Jackson accompanied her out of the hospital. She shivered even though it was a balmy evening and lit up a cigarette and then said, “Sorry,” and offered one to Jackson. He lit up and said, “You’re too young to smoke,” and she said, “And you’re too old. And anyway I’m twenty-five, old enough for anything.” Jackson thought she looked about seventeen, eighteen tops. She retrieved her dog from where it was tied to a bench outside. “Are you a friend of his?” she asked him.

“Theo? Sort of.” Was he a friend of Theo’s? Maybe he was. Was he a friend of Amelia and Julia? God forbid. (Was he?) And he wasn’t a friend of Shirley Morrison no matter what they’d done under the cloak of darkness the other night. “Yes,” he said finally, “I’m a friend of Theo’s. My name’s Jackson.”

“Jackson,” she repeated as if she were trying to lodge it in her memory. He took a handful of his cards out of his pocket—
JACKSON BRODIE: PRIVATE INVESTIGATOR
—and gave one to her.

“This is the bit when you tell me your name,” he said, and she said, “Lily-Rose.” Close-up, she didn’t look so much like a druggie, more a victim of neglect and malnutrition. She seemed insubstantial enough to blow away on the wind, and Jackson wanted to take her to the nearest PizzaExpress and watch her eat. She had a little bowl of a belly like the starving African children you saw on television. Jackson wondered if she was pregnant.

“I found him,” she said, “in the park.
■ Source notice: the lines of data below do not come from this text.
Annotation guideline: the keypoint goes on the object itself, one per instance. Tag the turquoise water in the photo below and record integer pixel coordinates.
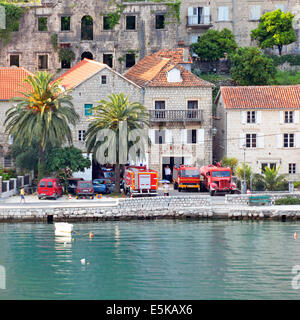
(151, 260)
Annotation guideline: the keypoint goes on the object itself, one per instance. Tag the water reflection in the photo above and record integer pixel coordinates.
(151, 260)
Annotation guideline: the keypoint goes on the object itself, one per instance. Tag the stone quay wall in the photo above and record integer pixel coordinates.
(186, 207)
(242, 199)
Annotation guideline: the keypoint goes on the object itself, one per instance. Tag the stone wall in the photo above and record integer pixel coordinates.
(144, 40)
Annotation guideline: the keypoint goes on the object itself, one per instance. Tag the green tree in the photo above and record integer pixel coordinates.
(25, 157)
(43, 113)
(68, 157)
(213, 45)
(275, 30)
(230, 162)
(271, 179)
(109, 114)
(250, 67)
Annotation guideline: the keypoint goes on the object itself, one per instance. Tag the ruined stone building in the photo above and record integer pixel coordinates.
(85, 28)
(122, 35)
(240, 16)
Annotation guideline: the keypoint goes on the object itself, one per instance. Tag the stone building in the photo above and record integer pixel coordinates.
(260, 125)
(91, 81)
(84, 28)
(180, 107)
(10, 80)
(240, 16)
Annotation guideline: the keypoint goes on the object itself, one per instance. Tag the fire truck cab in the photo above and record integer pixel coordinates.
(186, 177)
(138, 180)
(217, 179)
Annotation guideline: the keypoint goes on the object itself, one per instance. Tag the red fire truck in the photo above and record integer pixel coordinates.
(186, 177)
(217, 179)
(138, 180)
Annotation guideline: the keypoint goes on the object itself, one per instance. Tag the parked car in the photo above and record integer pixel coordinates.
(49, 188)
(84, 189)
(72, 184)
(103, 186)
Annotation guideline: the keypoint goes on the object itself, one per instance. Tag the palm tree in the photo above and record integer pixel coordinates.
(43, 113)
(108, 117)
(270, 178)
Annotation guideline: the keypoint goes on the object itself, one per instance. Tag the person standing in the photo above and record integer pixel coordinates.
(22, 193)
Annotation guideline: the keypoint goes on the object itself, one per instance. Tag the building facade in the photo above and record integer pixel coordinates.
(10, 80)
(83, 30)
(180, 107)
(260, 125)
(240, 16)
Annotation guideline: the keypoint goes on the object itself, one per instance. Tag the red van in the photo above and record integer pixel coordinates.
(49, 188)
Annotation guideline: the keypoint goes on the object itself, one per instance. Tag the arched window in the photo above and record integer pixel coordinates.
(87, 55)
(87, 28)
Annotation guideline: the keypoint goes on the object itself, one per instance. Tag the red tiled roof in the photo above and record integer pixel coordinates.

Christ’s whatever.”

“Pieces.”

“Stupid name.”

“Very stupid,” Jackson agreed.

“He was having an attack.”

“He said someone gave him an inhaler.”

“That wasn’t me,” Lily-Rose said. “It was some woman. He’s going to be alright?” she persisted.

“Absolutely fine,” Jackson said and then realized he was talking to her as if she were Marlee’s age. He couldn’t believe she was twenty-five. “No, he’s not really alright,” Jackson said. “His daughter was murdered ten years ago and he can’t get over it.”

“Why should he?”

S
tan Jessop taught at a different school now but lived in the same small thirties semi-detached that he had ten years ago. “Stan” made him sound like an old allotment guy, but he was only thirty-six. When Laura died Stan Jessop was only twenty-six. Twenty-six sounded incredibly young to Jackson—just a year older than Lily-Rose, two years younger than Emma Drake (he had to stop doing this). There was a well-worn Vauxhall Vectra in the driveway with a baby seat in the back, the floor littered with toys and sweet wrappers and general domestic grunge. Stan Jessop had one child, Nina, ten years ago, according to Emma Drake.Now he seemed to have a zoo of them—the front garden looked like a battleground for a war being fought with the contents of Toys “R” Us. “Kids.” Stan Jessop shrugged. “What can you do?” And Jackson thought, Well, tidy up for a start, but he shrugged in return and accepted the mug of weak instant coffee that Stan made him and took a seat in the living room. The mug had drip marks down the side as if it hadn’t been washed properly. Jackson put it down on the coffee table and didn’t drink from it.

Emma Drake said Stan Jessop was “really cute” ten years ago, and he still had a handsome, boyish air about him. “I’m looking into some aspects of the Laura Wyre case,” Jackson said, and Stan said, “Oh, yeah?” in an offhand way that didn’t convince Jackson somehow.

From upstairs came the thunderous noise of small children resisting bedtime and the increasingly frustrated voice of a woman. It sounded like an old routine. “Three boys,” Stan said, as if that explained everything. “It’s like trying to put the barbarian hordes to bed. I should help really,” he added and slumped down on the sofa. He looked like the barbarian hordes had defeated him long ago. “What about her?” he asked irritably.

“Who?”

“Laura—what about her? Is the case being reopened?”